Materials and Methods

Study Population

Seven hundred thirty-four patients with hyperlipidemia from Beijing and Anhui, China, were recruited and consented to participate. Of these, 533 patients were available for this study, as 201 were excluded due to missing information on genotypes and other parameters. Participants who met the following criteria of fasting serum lipid levels were considered to have hyperlipidemia: total cholesterol (TC) 5.72 to 8.32 mmol/L or LDL 3.64 to 6.50 mmol/L, as well as triglyceride (TG) greater than or equal to 1.70 mmol/L.^34,35 Patients with any of these characteristics were excluded: (1) impaired hepatic function (aminotransferase levels >2 × normal and history of chronic liver disease, such as cirrhosis or alcohol abuse), (2) impaired renal function (serum creatinine levels >1.8 mg/dL, and/or a history of chronic renal disease, such as glomerulonephritis, chronic pyelonephritis, obstructive renal disease, or proteinuria), (3) diabetes mellitus (fasting blood glucose >126 mg/dL [7.0 mmol/L]), (4) raised thyroid-stimulating hormone levels (>5.0 μU/L), and (5) any medical conditions that might preclude successful completion. No participant had either symptomatic ischemic heart disease or any other vascular disease.
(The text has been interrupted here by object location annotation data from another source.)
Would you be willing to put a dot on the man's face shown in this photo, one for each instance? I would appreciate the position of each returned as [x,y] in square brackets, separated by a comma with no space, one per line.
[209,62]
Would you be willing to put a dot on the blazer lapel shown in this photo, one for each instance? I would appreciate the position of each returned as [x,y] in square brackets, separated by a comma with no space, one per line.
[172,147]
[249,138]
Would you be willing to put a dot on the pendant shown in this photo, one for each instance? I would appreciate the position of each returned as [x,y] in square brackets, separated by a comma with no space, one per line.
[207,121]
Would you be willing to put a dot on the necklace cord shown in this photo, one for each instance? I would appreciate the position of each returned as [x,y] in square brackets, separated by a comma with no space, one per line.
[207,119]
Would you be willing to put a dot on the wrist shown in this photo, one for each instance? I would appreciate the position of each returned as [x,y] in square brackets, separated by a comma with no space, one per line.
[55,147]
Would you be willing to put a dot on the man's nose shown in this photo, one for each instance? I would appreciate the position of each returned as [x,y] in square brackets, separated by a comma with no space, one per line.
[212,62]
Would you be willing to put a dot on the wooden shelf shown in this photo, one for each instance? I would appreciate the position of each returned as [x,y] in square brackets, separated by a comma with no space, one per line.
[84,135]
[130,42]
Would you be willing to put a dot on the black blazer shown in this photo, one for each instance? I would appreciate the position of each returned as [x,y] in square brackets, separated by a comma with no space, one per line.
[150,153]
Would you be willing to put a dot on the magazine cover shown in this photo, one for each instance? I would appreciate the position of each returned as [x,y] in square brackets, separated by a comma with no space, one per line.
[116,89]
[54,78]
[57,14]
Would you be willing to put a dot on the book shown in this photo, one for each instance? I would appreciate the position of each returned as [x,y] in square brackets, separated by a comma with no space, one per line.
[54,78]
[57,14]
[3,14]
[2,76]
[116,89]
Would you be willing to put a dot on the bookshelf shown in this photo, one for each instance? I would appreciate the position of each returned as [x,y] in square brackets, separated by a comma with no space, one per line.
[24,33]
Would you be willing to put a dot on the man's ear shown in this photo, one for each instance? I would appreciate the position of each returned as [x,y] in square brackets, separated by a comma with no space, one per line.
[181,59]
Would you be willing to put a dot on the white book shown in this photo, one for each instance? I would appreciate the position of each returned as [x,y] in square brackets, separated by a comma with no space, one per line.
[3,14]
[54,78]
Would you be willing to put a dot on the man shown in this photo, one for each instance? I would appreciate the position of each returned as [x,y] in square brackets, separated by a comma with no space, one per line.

Patients were required to discontinue lipid-lowering medication use at least 4 weeks prior to the start of the study. All participants gave their written informed consent, and the study protocol was approved by the ethics committee of the Institute of Biomedicine at Anhui Medical University.

Laboratory Determinations

After fasting overnight, patients had blood samples taken and stored in ethylenediaminetetraacetic acid (EDTA) tubes. In our analytical center, serum lipid parameters and liver function (ALT and AST) were measured by reflective photometry using an automatic biochemistry analyzer, but LDL-C was calculated by Friedewald equation. The automatic biochemistry analyzer based on spectrophotometric principle is one of the necessary instruments for clinical diagnostics in hospital. The TC and TG were determined enzymatically with the cholesterol oxidase/p-aminophenazone (PAP) method and the glycerophosphate oxidase/PAP method, respectively. The HDL-C determination is by phosphotungstic acid and magnesium chloride precipitation. Both ALT and AST are detected using the continuously monitoring method. Blood samples were drawn and collected in EDTA tubes and then centrifuged at 3000 rpm for 10 minutes to obtain the serum. In order to ensure optimum operation, the automatic biochemistry analyzer was warmed up 10 minutes after turning on. Serum samples were placed in a rack of test tubes, which was rotated through a stepper motor for positioning of blood samples through the measurement chamber of the analyzer. For example, serum cholesterol was estimated by mixing 0.03 mL serum sample with 3 mL of matching working reagent, and the absorbance of the assay mixture was measured by a spectrophotometer at 546 nm, against distilled water as a blank. Similarly, different working reagents for all biochemical indexes were used for their estimation. The intra- and interassay coefficients of variation were less than 5%.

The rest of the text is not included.